Competitions like the IGF can be great fun for all involved, but the stress and hardships can easily get to you no matter what your part is. If you are arranging, it becomes a matter of putting together a big event while placing your trust in a large number of developers to produce entries, and a large number of professionals to judge them fairly – neither of which you can be sure of. Judging can be an arduous and thankless task where disappointed entrants will press you for information on why they did not win. Being an entrant has the chance of giving some payout but it can feel more like a lottery where you have no idea if your game was judged fairly or disliked because of the personal taste of the judge who happened to be assigned.

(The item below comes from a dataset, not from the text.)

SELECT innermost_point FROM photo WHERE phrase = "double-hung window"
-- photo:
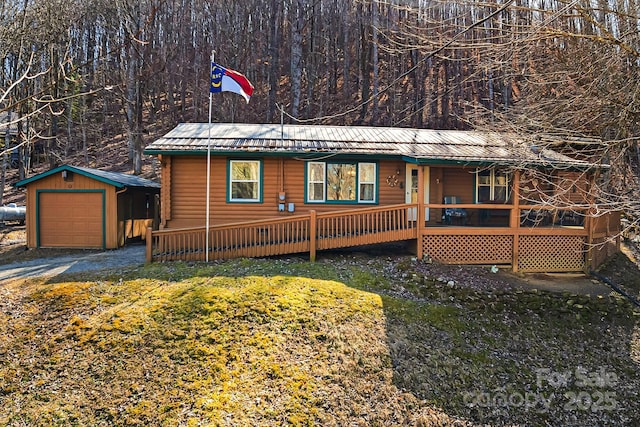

I have been on all sides of this so going into it I figured I would not want to take sides, but I can’t remain completely neutral. Sure, the judges could have taken their duties more seriously and at least made sure to pass them on if they couldn’t live up to their promise. And yes, the people behind it all should have had accounted for an increase in entries and maybe been a little more professional about responding to the criticism. In the end though, I have to agree that fundamentally the IGF is a competition and if even the developers themselves did not expect to be nominated for anything then maybe they should not be too disappointed when they were not. If they’re just after publicity or focus testers, there are better ways to spend $100. Complaining about the possibility of games being ignored feels like a poor argument, to their credit the Rotting Cartridge mostly advocates more transparency in the judging process which I certainly can see no fault in.
As the chart above shows, the IGF has been growing more and more every year since 2005 (and before that for as long as there are records) so I do not think things like this will affect the success of it. Even bigger events like the Oscars have it worse since it is fully up to the movie makers to make sure that members of the academy get to see their movies and a lot reportedly vote without having seen all of the movies in their category. Considering that publishers and platform holders seem to be in love with “award-winning” developers and metacritic scores, I do sometimes wish IGF and others would consider the impact they are making more thoroughly. Bringing in politics into it would remove focus from the games though, and that would undermine the integrity of the competition more than anything.
In other GDC related news, developer Scott Anderson started a blog about the failure of the Shadow Physics project, even though he claims not to have learned a lot from it I am looking forward to an interesting read. I also enjoyed reading about the Great Middleware debate, it brings up a few points on both sides that may seem obvious but are surprisingly unknown. I’ll hopefully get back to that at some point.